PI-055 - A SEMI-MECHANISTIC PHARMACOKINETIC/PHARMACODYNAMIC (PK/PD) MODEL OF ABBV-383 CHARACTERIZING THE INTERPLAY BETWEEN SOLUBLE BCMA (SBMCA) AND FREE AND TOTAL PK.

V. Schmitt¹, B. Engelhardt², S. Mensing², A. Polepally³; ¹Abbvie, Ludwigshafen am Rhein, Germany, ²Abbvie, Ludwigshafen am Rhein, Rheinland-Pfalz, Germany, ³Abbvie, South San Francisco, California, United States.

Background: ABBV-383 is a differentiated BCMA x CD3 bispecific antibody T-cell engager composed of a bivalent BCMA binding domain with high avidity, a low-affinity CD3-binding domain, and a silenced Fc tail retaining the FcRn binding for an extended half-life. Here, results from a semi-mechanistic PK/PD model characterizing the impact of sBCMA on PK and its interplay with free and total PK are reported.
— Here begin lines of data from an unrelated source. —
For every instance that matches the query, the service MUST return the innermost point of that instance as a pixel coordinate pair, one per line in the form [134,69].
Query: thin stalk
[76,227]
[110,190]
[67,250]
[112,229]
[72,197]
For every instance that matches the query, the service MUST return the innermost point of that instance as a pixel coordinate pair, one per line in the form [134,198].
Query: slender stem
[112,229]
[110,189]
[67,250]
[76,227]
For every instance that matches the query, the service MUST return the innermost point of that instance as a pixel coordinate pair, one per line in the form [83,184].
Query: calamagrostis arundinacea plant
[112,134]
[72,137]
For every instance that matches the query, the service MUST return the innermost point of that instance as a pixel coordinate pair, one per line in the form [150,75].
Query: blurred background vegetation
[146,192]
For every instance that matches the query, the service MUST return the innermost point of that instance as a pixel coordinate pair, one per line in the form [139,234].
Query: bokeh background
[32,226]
Methods: ABBV-383 total and free PK as well as sBCMA data were obtained from a phase 1 trial in patients with relapsed and refractory multiple myeloma (MM) (N=215). The study evaluated intravenous administration of 0.025 to 120 mg Q3W and 60 mg Q4W. The PK/PD model was developed in NONMEM 7.5 using the SAEM estimation method.
The model comprised 3 moieties, each described by a 2-compartment model with shared PK parameters, of ABBV-383 based on binding to sBCMA: 1) free, unbound to sBCMA, 2) partially free, bound to 1 sBCMA, and 3) fully bound, bound to 2 sBCMAs. The interaction was solely based on sBCMA. First-order proliferation and ABBV-383 dependent elimination was assumed for sBCMA dynamics. Patient-specific covariates were tested on relevant model parameters. Predictive performance was assessed by absolute individual prediction errors (|PE|s) from numerical predictive checks (NPCs) and external validation by predicting total PK using only free PK (including sBCMA data), and vice versa, from a study which was not included in the model development.
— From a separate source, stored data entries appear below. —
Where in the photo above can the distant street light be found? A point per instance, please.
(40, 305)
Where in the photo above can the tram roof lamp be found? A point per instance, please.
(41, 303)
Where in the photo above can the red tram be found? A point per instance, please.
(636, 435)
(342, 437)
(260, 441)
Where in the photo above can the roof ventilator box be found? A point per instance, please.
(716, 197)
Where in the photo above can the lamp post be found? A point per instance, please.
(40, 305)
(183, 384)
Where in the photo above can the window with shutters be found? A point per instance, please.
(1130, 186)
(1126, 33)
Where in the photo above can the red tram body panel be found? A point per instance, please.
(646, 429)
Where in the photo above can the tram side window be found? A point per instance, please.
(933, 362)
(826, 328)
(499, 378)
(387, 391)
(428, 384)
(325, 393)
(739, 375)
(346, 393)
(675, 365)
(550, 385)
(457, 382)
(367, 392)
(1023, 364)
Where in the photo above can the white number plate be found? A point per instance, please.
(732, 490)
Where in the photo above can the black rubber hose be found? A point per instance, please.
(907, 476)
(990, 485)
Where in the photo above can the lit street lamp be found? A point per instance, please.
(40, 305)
Results: Data consisted of > 7,000 each total and free and 1,596 sBCMA concentrations. The parameters CL and Vc estimated at 0.205 L/day and 3.72 L, respectively. Body weight, baseline albumin, ORR, sex, and IgG MM type were significant covariates. The dissociation rate of 1 sBCMA was fixed to 86.5/day. NPCs indicated |PE|s < 16% for free and total exposures, and ~ 40% for sBCMA. The higher |PE|s for sBCMA could be attributed to limited sampling, measurement of only total sBCMA, and highly variable data. External validation showed that observed median falls within the 95% prediction interval for free and total PK.

Conclusion: The semi-mechanistic PK/PD model adequately described the free and total ABBV-383 PK as well as sBCMA data with reasonable predictive performance. The model can be used to predict total PK based on observed free PK (including sBCMA data), and vice versa.